I think the recommendation to disallow any non-ASCII character is throwing out t...

josteink · on Nov 10, 2021

> I think the recommendation to disallow any non-ASCII character is throwing out the baby with the bathwater.

Not throwing out all non-ASCII characters from code-files. Just throwing them out as being invalid identifiers in your code (think variables, function-names, etc).

> How about code that wants to display some emojis?

Fine. You quote that emoji in a string, and it's golden.

You try to make a variable with the name of an emoji however, you code crashes.

That sounds fine to me.

speleding · on Nov 10, 2021

That would close this particular attack (but not the BIDI one the article mentions). But there is probably already too much code out there with π=3.14 in it to be feasible to do this.

smcl · on Nov 10, 2021

I really thought that using the greek letter for pi (or theta, etc) was something you do to show your programming language supports unicode identifiers but that nobody actually does in real life. I wonder how people input this, do they know the Alt+xyz combo, do they select-copy-paste or is there another way that to write these characters that I'm not aware of?

Just to be clear, I don't mean people who are actually using Greek language for input - it's pretty obvious how they would type that character :)

speleding · on Nov 11, 2021

pi is simply alt+p on the Mac, pretty easy to remember.

josteink · on Nov 10, 2021

> But there is probably already too much code out there with π=3.14 in it to be feasible to do this.

So for JS let it break in new, module based strict-mode code.

That’s going to be processed by tooling prior to shipping anyway, so that’ll get caught.

For other platforms do the same.
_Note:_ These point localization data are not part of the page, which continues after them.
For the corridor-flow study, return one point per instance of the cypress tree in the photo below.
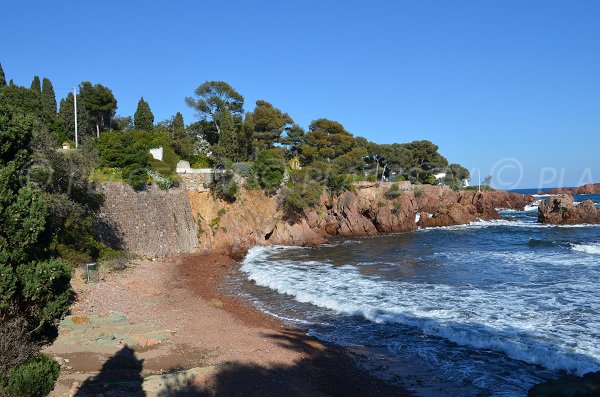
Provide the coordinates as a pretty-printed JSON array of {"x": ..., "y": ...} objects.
[
  {"x": 229, "y": 140},
  {"x": 66, "y": 114},
  {"x": 143, "y": 119},
  {"x": 35, "y": 85},
  {"x": 2, "y": 77},
  {"x": 178, "y": 124},
  {"x": 48, "y": 97}
]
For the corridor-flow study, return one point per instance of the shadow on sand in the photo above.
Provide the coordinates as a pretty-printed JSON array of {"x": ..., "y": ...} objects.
[{"x": 322, "y": 371}]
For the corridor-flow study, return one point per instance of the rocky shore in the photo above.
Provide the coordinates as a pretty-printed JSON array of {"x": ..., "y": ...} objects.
[
  {"x": 370, "y": 209},
  {"x": 590, "y": 188},
  {"x": 165, "y": 328},
  {"x": 561, "y": 210}
]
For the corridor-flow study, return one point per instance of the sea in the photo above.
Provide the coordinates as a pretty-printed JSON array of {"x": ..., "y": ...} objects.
[{"x": 485, "y": 309}]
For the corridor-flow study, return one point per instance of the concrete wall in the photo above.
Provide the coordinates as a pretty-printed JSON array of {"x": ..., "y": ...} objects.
[{"x": 150, "y": 223}]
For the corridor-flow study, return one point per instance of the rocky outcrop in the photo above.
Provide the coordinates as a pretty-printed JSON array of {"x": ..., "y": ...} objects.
[
  {"x": 257, "y": 219},
  {"x": 587, "y": 385},
  {"x": 560, "y": 210},
  {"x": 590, "y": 188}
]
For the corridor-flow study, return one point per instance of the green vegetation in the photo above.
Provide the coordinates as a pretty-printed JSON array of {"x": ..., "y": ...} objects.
[
  {"x": 35, "y": 378},
  {"x": 49, "y": 203},
  {"x": 143, "y": 119},
  {"x": 393, "y": 192}
]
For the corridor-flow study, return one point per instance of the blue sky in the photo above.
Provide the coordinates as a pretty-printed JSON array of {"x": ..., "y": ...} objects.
[{"x": 500, "y": 86}]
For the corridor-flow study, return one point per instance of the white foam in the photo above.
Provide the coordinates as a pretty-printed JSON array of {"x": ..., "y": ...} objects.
[
  {"x": 504, "y": 222},
  {"x": 527, "y": 325},
  {"x": 593, "y": 249}
]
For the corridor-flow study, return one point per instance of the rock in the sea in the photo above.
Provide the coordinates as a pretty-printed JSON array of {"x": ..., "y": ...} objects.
[
  {"x": 560, "y": 210},
  {"x": 587, "y": 385},
  {"x": 590, "y": 188}
]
In some forward-looking revision of the language/compiler.

People has to fix obsolete/deprecated stuff in newer compilers/class libraries all the time. This is no different.

YetAnotherNick · on Nov 10, 2021

Do you really have to write emoji in the code string? Similarly with international language characters. The sane thing is to use either json config files or i18n libraries.

speleding · on Nov 10, 2021

If you are writing something intended for a single audience using i18n libraries can be unnecessary overhead. And emoji can also be icons like ⌘ that can be useful to display in the UI.